Shogatsu, the term for the New Year’s holidays in Japanese, is a time when people take the first three days of the New Year off to relax with their families and engage in traditional activities to remind themselves of their heritage.

Below are some of the New Year’s traditions in Japan.


On New Year’s Day or in early January, it is a Japanese custom for adults to give their children or young relatives otoshidama, or gift money. It is handed out in small decorated paper envelopes called pochibukuro.

The amount ranges from ¥1,000 to dozens of thousands of yen. There is no guidance as to what age is too old to receive otoshidama, but generally, those above the age of 20 are considered adults and thus too old for such gifts.

The origin of otoshidama is unclear, but one of the theories is that it stems from a Shinto event in which kannushi, or Shinto priests, give kagami mochi, two round rice patties with the smaller stacked on the larger, to shrine visitors. Over time, people started using money instead of kagami mochi.

Kagami mochi

Kagami mochi, which literally means “mirror rice cake,” is a traditional decoration placed in various locations throughout homes from around the end of the year to, usually, the day of kagami biraki (opening kagami mochi), typically on Jan. 11.

It is two round pieces of mochi and a daidai, a Japanese orange with a leaf attached on top.
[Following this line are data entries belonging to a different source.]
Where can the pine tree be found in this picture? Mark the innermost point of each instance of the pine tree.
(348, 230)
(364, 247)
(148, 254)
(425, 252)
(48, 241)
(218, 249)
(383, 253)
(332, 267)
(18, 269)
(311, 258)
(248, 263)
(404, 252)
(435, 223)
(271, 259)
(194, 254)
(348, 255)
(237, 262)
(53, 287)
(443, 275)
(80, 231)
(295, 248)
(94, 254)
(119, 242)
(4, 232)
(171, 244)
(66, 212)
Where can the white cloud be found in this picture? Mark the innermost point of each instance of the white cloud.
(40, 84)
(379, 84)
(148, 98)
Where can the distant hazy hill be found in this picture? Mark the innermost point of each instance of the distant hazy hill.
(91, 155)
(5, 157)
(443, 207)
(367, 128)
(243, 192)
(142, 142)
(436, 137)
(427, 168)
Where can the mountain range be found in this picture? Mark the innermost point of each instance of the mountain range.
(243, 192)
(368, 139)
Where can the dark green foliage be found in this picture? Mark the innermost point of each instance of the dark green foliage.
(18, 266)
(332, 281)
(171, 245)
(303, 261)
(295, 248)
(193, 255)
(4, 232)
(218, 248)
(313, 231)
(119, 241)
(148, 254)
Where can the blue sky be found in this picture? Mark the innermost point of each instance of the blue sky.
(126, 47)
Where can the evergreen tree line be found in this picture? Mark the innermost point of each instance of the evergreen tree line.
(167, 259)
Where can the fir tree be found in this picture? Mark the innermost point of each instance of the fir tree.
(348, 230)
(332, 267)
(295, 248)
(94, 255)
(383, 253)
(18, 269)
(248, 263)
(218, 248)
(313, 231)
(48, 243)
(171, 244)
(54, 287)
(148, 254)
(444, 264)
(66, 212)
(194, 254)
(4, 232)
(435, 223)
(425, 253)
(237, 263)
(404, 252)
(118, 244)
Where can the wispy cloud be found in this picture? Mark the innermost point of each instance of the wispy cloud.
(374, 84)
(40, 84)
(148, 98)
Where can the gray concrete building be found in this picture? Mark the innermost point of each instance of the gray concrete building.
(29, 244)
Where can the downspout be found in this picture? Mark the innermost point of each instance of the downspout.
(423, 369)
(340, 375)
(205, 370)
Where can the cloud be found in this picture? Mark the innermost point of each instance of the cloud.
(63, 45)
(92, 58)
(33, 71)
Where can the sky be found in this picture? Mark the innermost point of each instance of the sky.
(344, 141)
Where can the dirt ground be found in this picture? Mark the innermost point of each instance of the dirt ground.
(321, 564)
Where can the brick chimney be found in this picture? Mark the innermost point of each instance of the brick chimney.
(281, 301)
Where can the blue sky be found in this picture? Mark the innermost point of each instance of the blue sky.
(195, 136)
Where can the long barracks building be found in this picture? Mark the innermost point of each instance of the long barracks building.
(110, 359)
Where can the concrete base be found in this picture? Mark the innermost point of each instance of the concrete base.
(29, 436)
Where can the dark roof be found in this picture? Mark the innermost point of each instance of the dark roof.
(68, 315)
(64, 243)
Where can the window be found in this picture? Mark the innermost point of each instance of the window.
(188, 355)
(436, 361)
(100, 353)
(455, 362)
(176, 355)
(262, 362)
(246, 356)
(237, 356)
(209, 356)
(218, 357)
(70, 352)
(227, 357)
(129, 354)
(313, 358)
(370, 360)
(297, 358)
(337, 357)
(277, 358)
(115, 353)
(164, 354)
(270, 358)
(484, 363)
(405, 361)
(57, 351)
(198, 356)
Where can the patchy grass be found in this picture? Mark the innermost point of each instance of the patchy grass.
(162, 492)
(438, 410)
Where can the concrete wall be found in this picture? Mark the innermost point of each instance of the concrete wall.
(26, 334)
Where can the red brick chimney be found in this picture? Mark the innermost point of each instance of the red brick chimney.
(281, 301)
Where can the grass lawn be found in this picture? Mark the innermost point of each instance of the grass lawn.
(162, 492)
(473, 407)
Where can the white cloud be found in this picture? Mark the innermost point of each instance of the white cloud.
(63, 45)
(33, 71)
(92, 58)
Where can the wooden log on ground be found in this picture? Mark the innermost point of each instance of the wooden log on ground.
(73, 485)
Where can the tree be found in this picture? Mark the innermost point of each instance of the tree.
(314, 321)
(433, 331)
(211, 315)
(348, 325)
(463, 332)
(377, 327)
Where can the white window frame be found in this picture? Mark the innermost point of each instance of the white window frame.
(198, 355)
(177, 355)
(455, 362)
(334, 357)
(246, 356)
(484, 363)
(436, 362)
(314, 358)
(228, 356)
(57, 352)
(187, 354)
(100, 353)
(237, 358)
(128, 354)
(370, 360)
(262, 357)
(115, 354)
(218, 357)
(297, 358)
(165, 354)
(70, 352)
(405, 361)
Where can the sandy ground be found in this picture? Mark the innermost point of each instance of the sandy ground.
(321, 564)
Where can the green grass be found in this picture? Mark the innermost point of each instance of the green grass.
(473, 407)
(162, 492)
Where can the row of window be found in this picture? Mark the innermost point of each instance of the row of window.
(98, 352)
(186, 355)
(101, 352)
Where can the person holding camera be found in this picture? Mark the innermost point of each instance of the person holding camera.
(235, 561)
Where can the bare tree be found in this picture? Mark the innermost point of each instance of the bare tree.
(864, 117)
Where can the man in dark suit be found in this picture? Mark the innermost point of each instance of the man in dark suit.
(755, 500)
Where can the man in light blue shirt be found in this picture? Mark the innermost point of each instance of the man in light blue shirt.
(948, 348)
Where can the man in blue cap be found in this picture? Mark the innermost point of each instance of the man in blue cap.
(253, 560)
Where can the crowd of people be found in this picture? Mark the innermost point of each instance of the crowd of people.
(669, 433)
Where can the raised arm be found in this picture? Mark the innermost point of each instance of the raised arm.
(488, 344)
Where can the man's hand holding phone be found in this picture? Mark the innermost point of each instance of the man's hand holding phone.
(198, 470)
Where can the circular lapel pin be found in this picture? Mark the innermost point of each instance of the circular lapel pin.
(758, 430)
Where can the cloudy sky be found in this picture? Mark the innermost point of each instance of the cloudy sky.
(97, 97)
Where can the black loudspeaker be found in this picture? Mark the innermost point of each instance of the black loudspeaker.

Kagami mochi can also be adorned with dried kelp, noshi (decorative Japanese paper) and other decorations.

The name kagami is said to have originated from its resemblance to an old-fashioned type of round copper mirror.

Its round shape is said to represent the human heart and thus the human spirit, according to the Japan Kagami Mochi Association. The two round mochi represent the moon and the sun and that is considered double fortune and therefore good luck.

Kagami mochi, made of rice harvested in the fall of the previous year, is also thought to contain the pure spirit of rice and thus be possessed with Toshigami, a deity that is said to visit at New Year’s to ensure a good harvest.